Para o deputado Marcelo Freixo (PSOL-RJ), “fake news não é liberdade de expressão”.

— É um crime que Bolsonaro transformou em política de governo para viabilizar seu projeto golpista. O alvo não é a oposição, é a democracia. É urgente que a Justiça autorize a quebra dos sigilos fiscais e telefônicos desse bando — emendou o parlamentar.

“Fantástico.Reportagem c/testemunho do diretor do Facebook aponta que Bolsonaro é o chefe da fábrica de difamação e fake news.Eduardo,Flávio, Tércio Arnaud e/assessores pagos com dinheiro público multiplicam mentiras.São crimes para cassar a chapa Bolsonaro/Mourão e prender estes criminosos”, escreveu o deputado Ivan Valente (PSOL-SP).

Outro lado

No último dia 8, o Facebook derrubou uma rede de distribuição de fake news e perfis falsos ligada aos gabinetes de Bolsonaro, do senador Flávio Bolsonaro (Republicanos-RJ), do deputado federal Eduardo Bolsonaro (PSL-SP), do vereador Carlos Bolsonaro (Republicanos-RJ) e dos deputados estaduais bolsonaristas Anderson Moraes (PSL-RJ) e Alana Passos (PSL-RJ) e foram denunciados na matéria do programa.

Nesta manhã, por decisão do ministro Alexandre de Moraes, do STF, a PF recolheu os dados aos inquéritos que apuram a disseminação de notícias falsas e o financiamento de atos antidemocráticos. Uma vez compilados, serão encaminhados também para os inquéritos que investigam a produção e disseminação de mentiras, na internet.

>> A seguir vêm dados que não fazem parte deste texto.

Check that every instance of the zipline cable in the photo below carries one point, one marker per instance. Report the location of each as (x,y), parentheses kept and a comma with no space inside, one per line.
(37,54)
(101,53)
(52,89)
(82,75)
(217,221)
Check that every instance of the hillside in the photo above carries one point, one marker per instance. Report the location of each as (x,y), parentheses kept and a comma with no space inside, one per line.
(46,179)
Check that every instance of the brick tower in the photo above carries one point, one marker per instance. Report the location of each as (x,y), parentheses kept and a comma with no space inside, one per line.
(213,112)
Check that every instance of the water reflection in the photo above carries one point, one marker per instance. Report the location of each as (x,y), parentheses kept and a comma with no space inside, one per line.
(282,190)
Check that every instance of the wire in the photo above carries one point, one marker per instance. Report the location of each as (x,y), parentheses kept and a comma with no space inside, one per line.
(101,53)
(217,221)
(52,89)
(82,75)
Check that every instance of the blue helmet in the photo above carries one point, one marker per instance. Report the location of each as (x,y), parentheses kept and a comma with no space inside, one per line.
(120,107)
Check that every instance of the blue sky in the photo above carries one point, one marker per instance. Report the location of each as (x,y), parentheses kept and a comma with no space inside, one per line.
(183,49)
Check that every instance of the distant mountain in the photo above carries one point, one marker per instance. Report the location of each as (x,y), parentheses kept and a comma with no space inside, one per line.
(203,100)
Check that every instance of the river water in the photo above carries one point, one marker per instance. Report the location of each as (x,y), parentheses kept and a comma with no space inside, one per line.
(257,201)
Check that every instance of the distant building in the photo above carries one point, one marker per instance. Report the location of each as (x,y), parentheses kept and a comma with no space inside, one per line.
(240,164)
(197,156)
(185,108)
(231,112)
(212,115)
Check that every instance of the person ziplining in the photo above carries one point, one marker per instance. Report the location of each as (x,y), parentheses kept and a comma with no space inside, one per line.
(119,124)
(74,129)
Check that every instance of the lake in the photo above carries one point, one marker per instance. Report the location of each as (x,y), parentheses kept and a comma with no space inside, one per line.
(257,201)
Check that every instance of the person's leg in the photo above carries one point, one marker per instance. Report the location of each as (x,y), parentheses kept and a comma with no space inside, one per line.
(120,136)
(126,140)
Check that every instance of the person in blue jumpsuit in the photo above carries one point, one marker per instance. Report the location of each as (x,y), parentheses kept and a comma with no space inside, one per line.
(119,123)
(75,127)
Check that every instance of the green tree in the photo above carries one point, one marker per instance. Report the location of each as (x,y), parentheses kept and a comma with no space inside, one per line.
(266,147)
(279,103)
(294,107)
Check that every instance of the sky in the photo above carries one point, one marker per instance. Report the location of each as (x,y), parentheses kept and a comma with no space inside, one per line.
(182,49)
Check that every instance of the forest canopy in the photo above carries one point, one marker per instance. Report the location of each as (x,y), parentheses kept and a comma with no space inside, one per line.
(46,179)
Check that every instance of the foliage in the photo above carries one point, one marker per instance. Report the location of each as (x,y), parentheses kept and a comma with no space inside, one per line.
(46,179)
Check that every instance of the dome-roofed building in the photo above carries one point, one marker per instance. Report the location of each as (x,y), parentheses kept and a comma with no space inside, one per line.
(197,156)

A reportagem do Correio do Brasil procurou o presidente Jair Bolsonaro e seus filhos, o vereador Carlos Bolsonaro, o deputado federal Eduardo Bolsonaro, e o senador Flávio Bolsonaro, mas nenhum deles retornou às ligações. O assessor do Planalto Tércio Tomaz, citado na reportagem, também se manteve calado.

Censura

Em nota à imprensa, os advogados de Paulo Eduardo Lopes afirmam que ele “jamais administrou qualquer página de conteúdo jornalístico” e que “o Facebook se equivocou ao banir as páginas de Paulo Chuchu de suas plataformas”.

O advogado de Leonardo Rodrigues de Barros Neto também disse, a jornalistas, que “não há qualquer fundamento” nas investigações que apontam seu cliente como dono de “perfis inautênticos”, “já que sua identidade é conhecida”. Mas a defesa não esclareceu por quê Leonardo mantinha um site, que omitia sua autoria e se apresentava como jornalístico.

A deputada Alana Passos, do PSL fluminense, disse a repórteres que “não responde por aquilo que servidores publicam em suas redes sociais pessoais” e que Leonardo pediu exoneração em abril.

Já a defesa da assessora Vanessa Navarro classificou a exclusão da conta como “atentado à liberdade de expressão”. O deputado estadual Anderson Moraes, também do PSL do Rio, afirmou que a derrubada das páginas de Vanessa configura censura prévia.